Cybercrime Challenges and Risks

Over the past the past several years there has been a significant advance in cyber risk assessment maturity, to help thwart cybercrime. There has been wide recognition that security and risk frameworks provide an excellent process for assessing risk. Increasingly, boards have been asking for quantitative measures of cyber risk, similar to what other areas in the organization have been doing for a long time, such as measuring the financial impact of the risks. 

To understand the areas at risk for cybercrime an organization needs to assess their risk areas. To help with this process in May 2017 the Federal Financial Institutions Examination Council (FFIEC) issued a cyber security assessment tool. The tool includes completing an inherent risk profile for the organization which covers five areas:

  • Technologies and connection types,
  • Online/mobile products and technology services,
  • Delivery channels,
  • Organizational characteristics, and
  • External threats.

Some of the activities that understanding and assessing your level of risk can protect against include; cyberterrorism, cyberextortion, financial fraud crimes, and cyberwarfare.  

Cyberterrorism can be defined as an act of terrorism committed through the use of cyberspace or computer resources. As such, a simple propaganda piece on the Internet that there will be bomb attacks during the holidays can be considered cyberterrorism. Also, hacking activities directed towards individuals or banks, that are organized by groups within networks, and tend to cause fear among people, demonstrate power, or collect information to hurt individuals or groups.

Cyberextortion occurs when a website, e-mail server, or computer system is subjected to or threatened with repeated denial of service, or other attacks like holding a computer or computers for ransom, by malicious hackers. These bad actors demand money in return for promising to stop the attacks, releasing the computer or computers from the malware the hackers infected them with and to offer protection. Cybercrime extortionists are increasingly attacking corporate websites and networks, crippling their ability to operate and demanding payments to restore their service.

Financial fraud crimes include any dishonest misrepresentation of fact intended to let another to do something which causes loss.

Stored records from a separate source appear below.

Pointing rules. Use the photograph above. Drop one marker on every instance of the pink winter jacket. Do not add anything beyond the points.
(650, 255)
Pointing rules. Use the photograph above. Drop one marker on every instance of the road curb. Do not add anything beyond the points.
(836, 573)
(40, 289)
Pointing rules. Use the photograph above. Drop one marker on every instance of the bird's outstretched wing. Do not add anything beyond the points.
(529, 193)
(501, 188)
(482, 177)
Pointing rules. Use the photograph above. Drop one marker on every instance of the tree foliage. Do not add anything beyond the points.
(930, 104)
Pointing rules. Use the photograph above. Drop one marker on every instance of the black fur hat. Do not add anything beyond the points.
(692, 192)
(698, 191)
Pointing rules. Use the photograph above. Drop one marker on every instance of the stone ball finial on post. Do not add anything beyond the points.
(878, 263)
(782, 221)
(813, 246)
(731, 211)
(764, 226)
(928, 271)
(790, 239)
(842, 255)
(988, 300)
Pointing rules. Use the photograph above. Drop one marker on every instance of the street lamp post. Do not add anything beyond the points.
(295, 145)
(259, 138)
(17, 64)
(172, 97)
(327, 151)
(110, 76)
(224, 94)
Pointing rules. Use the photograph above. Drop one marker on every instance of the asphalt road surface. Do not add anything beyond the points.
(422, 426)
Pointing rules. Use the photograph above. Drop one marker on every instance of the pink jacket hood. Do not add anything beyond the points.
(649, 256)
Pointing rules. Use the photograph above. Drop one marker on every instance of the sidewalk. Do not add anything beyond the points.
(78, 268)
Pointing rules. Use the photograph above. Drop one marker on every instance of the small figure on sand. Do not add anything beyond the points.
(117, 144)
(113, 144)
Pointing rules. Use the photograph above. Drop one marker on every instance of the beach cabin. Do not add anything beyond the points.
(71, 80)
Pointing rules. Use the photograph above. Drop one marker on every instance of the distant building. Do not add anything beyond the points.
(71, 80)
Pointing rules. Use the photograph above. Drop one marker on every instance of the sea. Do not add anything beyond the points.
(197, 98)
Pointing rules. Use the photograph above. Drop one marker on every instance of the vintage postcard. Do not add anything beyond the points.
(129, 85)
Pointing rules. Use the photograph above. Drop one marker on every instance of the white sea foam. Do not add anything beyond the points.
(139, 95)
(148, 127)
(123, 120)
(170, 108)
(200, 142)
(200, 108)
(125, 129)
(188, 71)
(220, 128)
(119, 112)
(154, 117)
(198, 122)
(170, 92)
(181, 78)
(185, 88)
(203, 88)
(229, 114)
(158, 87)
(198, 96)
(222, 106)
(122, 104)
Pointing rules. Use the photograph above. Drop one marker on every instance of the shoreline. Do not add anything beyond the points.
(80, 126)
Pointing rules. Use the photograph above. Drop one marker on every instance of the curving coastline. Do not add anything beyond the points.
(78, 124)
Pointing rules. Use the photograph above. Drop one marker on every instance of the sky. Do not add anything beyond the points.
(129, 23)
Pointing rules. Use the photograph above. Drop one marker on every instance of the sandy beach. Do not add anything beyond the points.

In this context, the fraud will result in obtaining a benefit by altering data in an unauthorized way. This requires little technical expertise and is a common form of theft by employees altering the data before entry or entering false data, or by entering unauthorized instructions or using unauthorized processes.  Altering, destroying, suppressing, or stealing output, usually to conceal unauthorized transactions. Crimes that can have a big impact on financial institutions are the selling of credit card information, bank account and other personal information online, bank fraud, identity theft, and the theft of customer confidential information.

As long as we continue to use computers and the Internet we are at risk of; computer viruses, denial-of-service attacks, malware, spam, phishing scams, fraud and identity theft.